仕様変更を前提にしたプロジェクト管理
システム開発プロジェクトの成否を決するには、いろいろな要因が複雑に絡み合っているのはここでいうまでもないですが、最近はその度合いがますます激しくなったように思われます。
・多様なユーザニーズへの迅速な対応
・製品サイクルの短期化に伴うシステム納期短縮
・高度に複雑化する技術対応のためのスキルアップ
・慢性的なプロジェクト要員の不足
・競争の激化による緊縮予算 ・・・・・・・・
プロジェクトリーダは非常に過酷な状況で責任を負っていることになります。
一般的には、「スケジュール遅延」や「コスト超過」、「メンバの超過勤務」「顧客ニーズが満たせない」といった結果になるのが常です。

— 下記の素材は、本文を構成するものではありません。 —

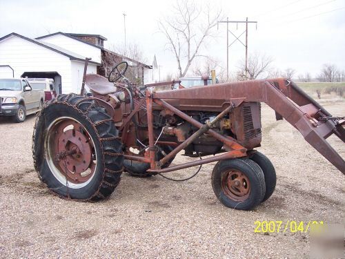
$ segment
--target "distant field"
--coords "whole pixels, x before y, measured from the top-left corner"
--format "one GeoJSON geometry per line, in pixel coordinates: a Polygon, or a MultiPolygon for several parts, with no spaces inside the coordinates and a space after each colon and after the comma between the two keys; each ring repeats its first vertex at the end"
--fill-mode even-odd
{"type": "Polygon", "coordinates": [[[345,82],[308,82],[297,83],[298,86],[312,96],[317,95],[317,90],[321,93],[321,96],[324,95],[335,95],[338,97],[345,97],[345,82]]]}
{"type": "Polygon", "coordinates": [[[345,88],[345,82],[341,83],[329,83],[329,82],[307,82],[307,83],[302,83],[297,82],[297,84],[300,88],[303,88],[304,90],[314,90],[317,89],[323,90],[327,88],[328,87],[340,87],[345,88]]]}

このような問題を最小限に押さえるのがプロジェクトマネージメントであり、プロジェクトリーダの役割といえます。
ところで、このようなプロジェクトの大きな課題しては、「初期での仕様確定が困難」「ニーズの変化は避けられない」というのがついてまわります。
このような問題に対し、これまでさまざまな方法で、事前の見積りの精度をあげるべく努力がなされてきましたファンクションポイント法、COCOMOなどはその代表的な手法です。
そして、これらの手法の前提には「見積り方法を高度化すれば見積り精度が上がる」「見積り精度が上がればコストやスケジュールの問題が解消する」といった論理による期待があるのです。
ところが、このような論理が機能する大前提として、「過去のプロジェクトの経験がデータベースとして蓄積されている」「見積り対象のプロジェクトの前提条件が明確になっている」「過去に経験したプロジェクトと似ている」というものなのです。
こんな前提とても現実的ではありません。
これが、ファンクションポイント法やCOCOMOがなかなか定着できない、またユーザに理解しにくい大きな理由となっています。
となると、もうこれらの方法論は限界です。
「変化・変更を前提とした管理」へ発想の転換をしなければならないのです。
つまり、
・プロジェクト初期段階で詳細の仕様確定は不可能である
・仕様変更は不可避である
・仕様変更に対して積極的にコントロールする
・ユーザと開発側がともに納得できる変更管理システムを確立する
というポイントを押さえたプロジェクトマネージメントが、実体に則した形といえます。
では、具体的に有効な変更管理を行う上で何が不可欠か?ということですが、次の5つのポイントに絞られます。
1.ユーザとの窓口の一本化
仕様変更の状況を一元管理しましょうということです。
仕様変更依頼書のような定型書式を作り、一覧表で管理するのも一つの手でしょう。
担当者が個別に変更依頼を受けないということです。
2.変更管理プロセスフローの明確化
1で定めた書式や管理をうまくまわすためには、そのフローの確立が必須です。
グループウェアを使ったりするのも有効でしょう。
3.「予想される変更」の予算化
あらかじめユーザに通告しておいて、全体の5〜30%を多めにつんでおくのが有効です。
4.開発側の交渉力の強化
「物事はプロセス通りに動かない」ということを認識し、開発側がイニシアティブをとることができれば、変更管理は非常にスムーズにまわるでしょう。
ユーザとのコミュニケーションをはかり、理解を促すという努力は常に必要です。
5.メンバーへの周知徹底
これらのフローや書式、ルールなどを参加者全員に周知し浸透させることが必須です。
キックオフミーティングや事務局による集中コントロールなどを利用することで、浸透を図りましょう。
最後に、ひとつ付け加えておきますが、事前の見積りがまったく必要ないということはないでしょう。むしろ、ある程度の見積りで検討をつけておくことは必須です。でないと、少し予算を多めにとっておくなんてできませんものね。
ここでは主に「変更管理」について述べてきましたが、他のプロジェクトマネージメントの大きな柱である「コスト管理」「進捗管理」といったものは、シミュレーションによる分析が今後主流になっていくとのことです。